Example of monitoring the student’s individual and longitudinal trajectory – Photo: FMRP
Technology
The reform also engages with recent transformations in medical practice, such as the use of digital technologies, artificial intelligence, telemedicine, and new forms of care organization, which now require greater flexibility and adaptability from professionals.
With approximately 600 undergraduate students, with an intake of 100 students per year, the program already has 400 students enrolled in the new curriculum, currently in the fourth year. The structure includes 64 mandatory courses at this stage and reorganizes the workload to ensure a better balance between theory and practice.
According to Moriguti, the coexistence between the old and the new curriculum has been organized effectively. “Everything was carefully planned to avoid overlapping students in the same learning settings. The coexistence has been quite appropriate, without compromising the quality of training in either structure”, he said.
Implementation is taking place ahead of the national deadline, which allows up to four years for all medical schools to adapt to the new guidelines published in 2025. The change is still ongoing and coexists with students trained under the previous model. Bollela notes that students from the unit who recently stood out in the National Examination for the Assessment of Medical Training (Enamed) had still been trained under the previous curricular structure. “Enamed is an exam that assesses knowledge and the application of knowledge in the medical context, and our expectation is that students from the new curriculum will perform as well as those from the previous curriculum, which was exceptional in the first edition of the exam in 2025”, he said.
Professors who form the core implementation group of the new curriculum – from left to right - Luiz Ernesto de Almeida Troncon; Felipe Villela Gomes, Jorge Elias Junior, Lucila Leico Kagohara Elias, Francisco Guimarães, Luiz Ricardo Albano, Maria Carolina de Oliveira Rodrigues and Julio Moriguti, in the foreground Valdes Roberto Bollela - Photo: Valdes Roberto Bollea/FMRP
According to Bollela, with the curricular change, FMRP expects to train more reflective physicians who maintain technical quality while developing greater ability to effectively relate to patients and their families, with the healthcare team, and with the healthcare system itself. The professor emphasizes that the changes were only made possible thanks to the active participation of students, both from the previous and the new curriculum, in building the proposal, as well as the engagement of the FMRP faculty, who, from the beginning, contributed with discussions, adjustments, and improvements to the original project.
Moriguti states that the collective construction of the curriculum, involving more than 100 faculty members, was also one of the critical aspects of the process. “Changing a medical curriculum is complex. We held numerous meetings with all departments, always with support from the administration. There was initial resistance, but it has been decreasing. Today, the perception is that the curriculum is working”, Moriguti said.
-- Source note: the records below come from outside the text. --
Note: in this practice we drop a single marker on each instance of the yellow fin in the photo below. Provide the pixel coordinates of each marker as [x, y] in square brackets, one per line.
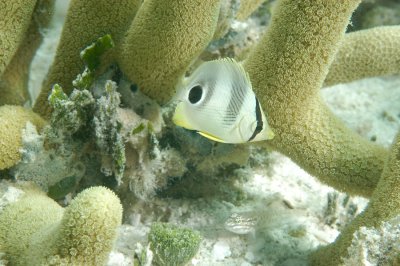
[269, 133]
[209, 136]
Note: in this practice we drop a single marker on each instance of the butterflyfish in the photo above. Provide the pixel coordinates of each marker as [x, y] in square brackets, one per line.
[218, 102]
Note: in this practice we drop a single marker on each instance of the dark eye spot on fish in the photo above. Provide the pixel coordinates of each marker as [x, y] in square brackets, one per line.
[195, 94]
[260, 123]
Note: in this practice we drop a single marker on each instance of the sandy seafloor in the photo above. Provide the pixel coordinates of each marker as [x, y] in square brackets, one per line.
[293, 211]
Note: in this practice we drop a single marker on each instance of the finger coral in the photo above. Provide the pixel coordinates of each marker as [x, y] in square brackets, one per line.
[366, 53]
[287, 70]
[164, 38]
[19, 44]
[13, 120]
[35, 230]
[383, 206]
[86, 21]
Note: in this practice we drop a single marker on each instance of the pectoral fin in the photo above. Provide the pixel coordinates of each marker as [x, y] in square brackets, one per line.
[209, 136]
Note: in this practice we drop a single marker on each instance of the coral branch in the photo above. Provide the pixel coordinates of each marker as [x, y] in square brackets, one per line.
[287, 70]
[15, 19]
[164, 38]
[384, 205]
[14, 80]
[13, 120]
[35, 230]
[86, 21]
[366, 53]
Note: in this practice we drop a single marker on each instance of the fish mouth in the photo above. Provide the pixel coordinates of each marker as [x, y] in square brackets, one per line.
[179, 117]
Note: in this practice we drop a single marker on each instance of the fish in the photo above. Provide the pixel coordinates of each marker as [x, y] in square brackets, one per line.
[218, 102]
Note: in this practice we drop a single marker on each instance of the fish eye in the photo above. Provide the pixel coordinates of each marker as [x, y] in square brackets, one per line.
[195, 94]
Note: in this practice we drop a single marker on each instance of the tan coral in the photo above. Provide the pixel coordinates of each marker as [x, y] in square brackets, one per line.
[164, 38]
[287, 69]
[384, 205]
[13, 120]
[15, 19]
[86, 21]
[35, 230]
[366, 53]
[14, 81]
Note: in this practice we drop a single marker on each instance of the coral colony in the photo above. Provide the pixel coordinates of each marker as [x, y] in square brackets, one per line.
[99, 138]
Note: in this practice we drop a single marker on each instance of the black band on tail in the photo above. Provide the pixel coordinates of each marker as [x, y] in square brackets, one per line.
[260, 123]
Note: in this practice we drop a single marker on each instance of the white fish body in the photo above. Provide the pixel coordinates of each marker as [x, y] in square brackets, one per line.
[218, 102]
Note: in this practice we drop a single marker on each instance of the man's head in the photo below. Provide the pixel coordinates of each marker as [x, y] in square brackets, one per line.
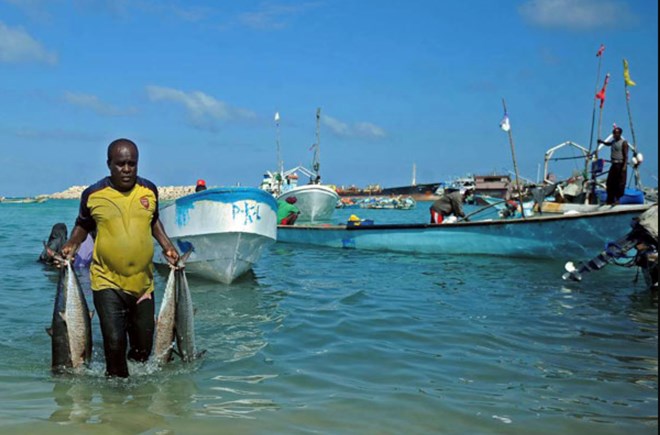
[122, 162]
[467, 195]
[201, 185]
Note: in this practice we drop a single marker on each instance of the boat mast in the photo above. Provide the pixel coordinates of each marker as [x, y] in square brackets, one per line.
[316, 163]
[280, 167]
[414, 180]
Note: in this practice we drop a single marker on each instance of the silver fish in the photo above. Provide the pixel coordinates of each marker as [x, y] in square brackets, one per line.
[71, 327]
[175, 319]
[165, 323]
[185, 325]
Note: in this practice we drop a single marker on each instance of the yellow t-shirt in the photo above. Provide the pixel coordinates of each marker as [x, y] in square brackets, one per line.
[123, 248]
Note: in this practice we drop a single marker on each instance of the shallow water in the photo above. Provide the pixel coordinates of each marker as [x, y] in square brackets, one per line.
[341, 341]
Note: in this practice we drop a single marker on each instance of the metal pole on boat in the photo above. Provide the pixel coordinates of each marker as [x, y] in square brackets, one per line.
[626, 80]
[592, 193]
[316, 165]
[515, 165]
[599, 55]
[280, 168]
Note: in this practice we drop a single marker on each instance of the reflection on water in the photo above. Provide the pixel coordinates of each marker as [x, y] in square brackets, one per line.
[342, 341]
[126, 406]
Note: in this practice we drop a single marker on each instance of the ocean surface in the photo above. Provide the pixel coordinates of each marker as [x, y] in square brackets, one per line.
[329, 341]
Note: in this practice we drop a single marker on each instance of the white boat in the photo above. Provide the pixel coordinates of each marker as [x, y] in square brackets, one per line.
[460, 184]
[316, 201]
[227, 229]
[547, 236]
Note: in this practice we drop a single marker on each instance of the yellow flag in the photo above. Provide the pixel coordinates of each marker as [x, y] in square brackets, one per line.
[626, 74]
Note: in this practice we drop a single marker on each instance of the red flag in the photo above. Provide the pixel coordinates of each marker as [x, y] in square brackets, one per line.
[601, 95]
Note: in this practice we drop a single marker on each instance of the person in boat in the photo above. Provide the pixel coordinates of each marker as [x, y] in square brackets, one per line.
[201, 185]
[616, 177]
[56, 239]
[123, 209]
[287, 212]
[450, 204]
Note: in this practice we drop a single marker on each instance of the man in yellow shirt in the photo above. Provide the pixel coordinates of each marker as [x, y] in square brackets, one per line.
[123, 209]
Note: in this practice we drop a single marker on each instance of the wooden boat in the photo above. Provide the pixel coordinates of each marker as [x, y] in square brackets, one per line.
[538, 236]
[227, 229]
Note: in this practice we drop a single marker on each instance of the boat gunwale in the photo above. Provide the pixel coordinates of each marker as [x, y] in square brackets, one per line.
[492, 222]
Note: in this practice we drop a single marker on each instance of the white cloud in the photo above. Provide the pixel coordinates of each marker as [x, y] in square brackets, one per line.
[273, 16]
[576, 14]
[359, 129]
[17, 46]
[92, 102]
[203, 110]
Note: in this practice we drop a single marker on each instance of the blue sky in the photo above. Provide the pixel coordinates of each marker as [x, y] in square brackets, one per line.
[196, 85]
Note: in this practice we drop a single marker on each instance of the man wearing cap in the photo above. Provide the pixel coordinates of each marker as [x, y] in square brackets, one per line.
[616, 177]
[287, 212]
[448, 204]
[201, 185]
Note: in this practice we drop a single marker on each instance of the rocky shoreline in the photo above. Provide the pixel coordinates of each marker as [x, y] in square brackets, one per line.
[165, 193]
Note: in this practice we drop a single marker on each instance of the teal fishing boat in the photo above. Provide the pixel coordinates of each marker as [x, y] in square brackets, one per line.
[545, 236]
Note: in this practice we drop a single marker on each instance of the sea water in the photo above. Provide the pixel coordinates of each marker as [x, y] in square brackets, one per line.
[331, 341]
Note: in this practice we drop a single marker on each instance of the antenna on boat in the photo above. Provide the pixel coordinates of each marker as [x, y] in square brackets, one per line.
[515, 164]
[316, 162]
[414, 180]
[629, 82]
[280, 167]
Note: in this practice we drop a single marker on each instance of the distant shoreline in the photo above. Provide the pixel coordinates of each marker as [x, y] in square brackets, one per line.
[164, 193]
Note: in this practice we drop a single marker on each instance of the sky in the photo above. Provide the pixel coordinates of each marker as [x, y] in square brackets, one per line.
[400, 84]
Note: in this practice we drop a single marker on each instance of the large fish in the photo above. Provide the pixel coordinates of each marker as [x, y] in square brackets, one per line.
[71, 328]
[185, 325]
[166, 320]
[175, 319]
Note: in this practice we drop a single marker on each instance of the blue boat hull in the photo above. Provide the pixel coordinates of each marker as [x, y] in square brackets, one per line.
[542, 236]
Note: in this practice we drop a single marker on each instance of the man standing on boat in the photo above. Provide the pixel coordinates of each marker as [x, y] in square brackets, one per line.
[616, 177]
[449, 204]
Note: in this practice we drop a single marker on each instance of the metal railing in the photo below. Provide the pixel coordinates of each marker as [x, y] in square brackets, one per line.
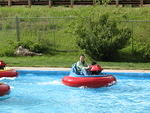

Moriguti and Bollela highlight the decisive role of the FMRP administration in conducting the process, from the tenure of Rui Ferriani and Jorge Elias Jr., who advanced the curricular change after approval by the Congregation, to the present moment, in which implementation continues under the leadership of Jorge Elias Jr. and Marisa Mussi-Pinhata.
For Bollela, this collective movement reinforces the dynamic character of medical education. “Those who work in education cannot assume that everything is finished. Knowledge changes, the context changes, the healthcare system changes. We need to keep up with that”, he concluded.